Port Stephens-Great Lakes Marine Park
The NSW Government announced its decision on the recreational fishing amnesty in NSW Marine Parks, based on the Marine Estate Expert Knowledge Panel’s advice and further consideration of social values and use conflicts at some sites.
In Port Stephens–Great Lakes Marine Park, the NSW Government proposes to rezone the shoreline (to 100 m offshore) at the following two sites from sanctuary zone to habitat protection zone to permanently allow shore-based recreational line fishing:
- Celito South
- Fiona Beach.
The amnesty on shore-based recreational line fishing at these two sites will continue until the rezoning process is finalised.
The amnesty has now ceased at the following four sites and enforcement of sanctuary zone rules has recommenced:
- Cape Hawke
- Yacaaba Head
- Zenith Beach
- Fingal Island.
All forms of fishing are prohibited in sanctuary zones and significant penalties apply including on-the-spot fines of up to $500.
Location and size
Port Stephens–Great Lakes Marine Park extends from Cape Hawke Surf Life Saving Club near Forster south to Birubi Beach Life Saving Club at the northern end of Stockton Beach and includes offshore waters to the 3 nautical mile limit of state waters. It includes Port Stephens and the Karuah River, the Myall River, Myall and Smiths Lakes and all their creeks and tributaries to the tidal limit.

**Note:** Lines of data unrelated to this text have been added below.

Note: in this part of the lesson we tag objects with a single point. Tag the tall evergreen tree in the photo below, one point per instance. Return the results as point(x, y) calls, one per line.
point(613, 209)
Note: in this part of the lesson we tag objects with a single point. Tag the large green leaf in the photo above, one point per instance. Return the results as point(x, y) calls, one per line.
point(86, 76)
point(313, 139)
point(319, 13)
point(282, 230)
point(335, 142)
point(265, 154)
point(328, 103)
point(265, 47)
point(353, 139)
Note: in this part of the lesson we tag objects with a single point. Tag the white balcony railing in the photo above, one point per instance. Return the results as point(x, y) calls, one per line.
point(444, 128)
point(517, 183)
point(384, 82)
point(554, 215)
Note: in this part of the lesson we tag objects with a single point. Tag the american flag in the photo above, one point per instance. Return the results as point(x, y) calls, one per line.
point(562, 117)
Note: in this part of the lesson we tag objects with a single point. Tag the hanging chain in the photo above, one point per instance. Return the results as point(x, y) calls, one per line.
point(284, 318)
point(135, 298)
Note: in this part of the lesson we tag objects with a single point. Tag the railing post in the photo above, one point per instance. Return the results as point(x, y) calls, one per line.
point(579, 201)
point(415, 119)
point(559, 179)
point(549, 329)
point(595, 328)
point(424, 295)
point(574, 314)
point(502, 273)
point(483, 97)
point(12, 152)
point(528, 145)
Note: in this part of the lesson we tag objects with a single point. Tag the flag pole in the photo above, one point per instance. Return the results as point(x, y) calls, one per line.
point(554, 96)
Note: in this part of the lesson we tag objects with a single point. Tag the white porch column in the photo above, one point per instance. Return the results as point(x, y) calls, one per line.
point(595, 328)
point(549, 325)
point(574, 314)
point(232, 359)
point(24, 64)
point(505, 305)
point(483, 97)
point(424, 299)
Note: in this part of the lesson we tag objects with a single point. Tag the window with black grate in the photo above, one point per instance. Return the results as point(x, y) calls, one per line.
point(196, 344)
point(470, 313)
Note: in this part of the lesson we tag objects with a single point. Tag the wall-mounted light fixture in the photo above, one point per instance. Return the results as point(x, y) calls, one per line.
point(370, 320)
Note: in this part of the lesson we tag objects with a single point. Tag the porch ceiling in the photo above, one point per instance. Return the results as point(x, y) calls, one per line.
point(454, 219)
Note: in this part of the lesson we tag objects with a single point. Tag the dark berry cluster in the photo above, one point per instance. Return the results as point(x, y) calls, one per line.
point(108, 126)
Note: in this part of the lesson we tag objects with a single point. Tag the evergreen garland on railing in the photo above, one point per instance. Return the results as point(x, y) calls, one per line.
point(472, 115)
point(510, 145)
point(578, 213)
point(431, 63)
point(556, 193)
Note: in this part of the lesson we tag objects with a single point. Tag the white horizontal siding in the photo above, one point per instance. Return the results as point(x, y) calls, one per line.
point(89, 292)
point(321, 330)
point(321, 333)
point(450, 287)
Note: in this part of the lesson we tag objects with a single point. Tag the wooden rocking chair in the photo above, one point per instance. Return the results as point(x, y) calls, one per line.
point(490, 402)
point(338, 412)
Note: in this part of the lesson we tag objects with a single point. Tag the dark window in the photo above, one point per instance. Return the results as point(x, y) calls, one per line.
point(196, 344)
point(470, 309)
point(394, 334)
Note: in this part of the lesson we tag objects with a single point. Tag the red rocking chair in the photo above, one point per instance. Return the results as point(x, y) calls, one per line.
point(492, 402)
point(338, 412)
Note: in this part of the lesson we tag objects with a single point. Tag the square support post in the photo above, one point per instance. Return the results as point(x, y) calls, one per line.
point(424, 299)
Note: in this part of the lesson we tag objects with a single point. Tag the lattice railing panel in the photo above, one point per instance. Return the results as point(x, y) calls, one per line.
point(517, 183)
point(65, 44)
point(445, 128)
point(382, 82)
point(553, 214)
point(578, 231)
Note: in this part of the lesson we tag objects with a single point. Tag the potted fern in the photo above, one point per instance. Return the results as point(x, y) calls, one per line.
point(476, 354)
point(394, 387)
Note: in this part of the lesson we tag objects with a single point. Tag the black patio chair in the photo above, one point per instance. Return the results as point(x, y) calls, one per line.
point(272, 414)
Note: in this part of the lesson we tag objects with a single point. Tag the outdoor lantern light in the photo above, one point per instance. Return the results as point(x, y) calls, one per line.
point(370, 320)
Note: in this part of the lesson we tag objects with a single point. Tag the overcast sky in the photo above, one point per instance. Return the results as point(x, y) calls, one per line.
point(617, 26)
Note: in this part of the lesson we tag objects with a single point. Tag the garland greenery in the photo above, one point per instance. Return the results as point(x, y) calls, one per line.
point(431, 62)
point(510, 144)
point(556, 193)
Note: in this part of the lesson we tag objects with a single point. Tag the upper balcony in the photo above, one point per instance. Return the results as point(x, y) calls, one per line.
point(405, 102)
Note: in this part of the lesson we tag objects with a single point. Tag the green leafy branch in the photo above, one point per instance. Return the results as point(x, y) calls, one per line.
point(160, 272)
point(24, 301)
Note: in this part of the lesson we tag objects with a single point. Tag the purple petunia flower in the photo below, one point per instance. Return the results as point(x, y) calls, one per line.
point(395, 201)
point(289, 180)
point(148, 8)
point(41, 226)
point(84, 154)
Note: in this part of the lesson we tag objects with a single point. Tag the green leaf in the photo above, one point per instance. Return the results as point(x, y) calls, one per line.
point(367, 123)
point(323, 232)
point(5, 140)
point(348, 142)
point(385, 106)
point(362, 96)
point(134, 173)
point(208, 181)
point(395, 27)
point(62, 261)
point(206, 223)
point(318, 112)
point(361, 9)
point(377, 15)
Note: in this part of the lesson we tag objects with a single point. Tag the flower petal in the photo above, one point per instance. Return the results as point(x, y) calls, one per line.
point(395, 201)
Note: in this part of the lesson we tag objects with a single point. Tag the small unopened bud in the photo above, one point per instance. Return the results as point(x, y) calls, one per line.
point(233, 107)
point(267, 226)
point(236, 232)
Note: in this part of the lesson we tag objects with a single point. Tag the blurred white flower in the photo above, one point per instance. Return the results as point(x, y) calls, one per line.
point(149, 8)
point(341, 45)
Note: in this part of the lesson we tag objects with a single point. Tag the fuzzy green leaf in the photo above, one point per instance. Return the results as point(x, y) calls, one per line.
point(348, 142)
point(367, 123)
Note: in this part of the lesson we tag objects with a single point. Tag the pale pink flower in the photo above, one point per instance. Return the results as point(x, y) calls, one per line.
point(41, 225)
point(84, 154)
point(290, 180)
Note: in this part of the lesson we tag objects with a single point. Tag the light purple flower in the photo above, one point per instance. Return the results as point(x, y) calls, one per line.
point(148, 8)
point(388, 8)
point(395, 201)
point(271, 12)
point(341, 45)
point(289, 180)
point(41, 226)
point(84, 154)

The park covers an area of approximately 98 000 hectares.
- Port Stephens – Great Lakes Marine Park user guide - 1.2 Mb
- Port Stephens – Great Lakes Marine Park zoning map- 4.3 Mb
Note: Percentages for zones may not add up to 100% due to rounding.
The NSW Government established the park in December 2005.
The park’s diverse marine life includes many species of dolphins, turtles, fish, invertebrates, seabirds and seaweeds along with threatened species such as the Gould’s petrel, little tern, grey nurse shark and green turtle. Humpback whales travel along the marine park coastline during their annual migration north to breeding grounds. Important oceanic islands, major estuarine wetlands and lake systems feature among a variety of park habitats.
Many significant Indigenous cultural and spiritual sites are located within or adjacent to the marine park including middens, burial sites and traditional campsites. Aboriginal association with the sea and land in the area dates back thousands of years and Indigenous people still gather food in the traditional way.
Recreational and commercial use
The park is zoned for multiple use and protects marine habitats and species while catering for a wide range of sustainable activities. Visitors and local residents can enjoy a eco-tourism activities including fishing, boating, dolphin and whale watching as well as swimming, snorkelling, kayaking and other water sports.Commercial fishing is permitted in the general use zones and, on a more limited basis, in habitat protection zones.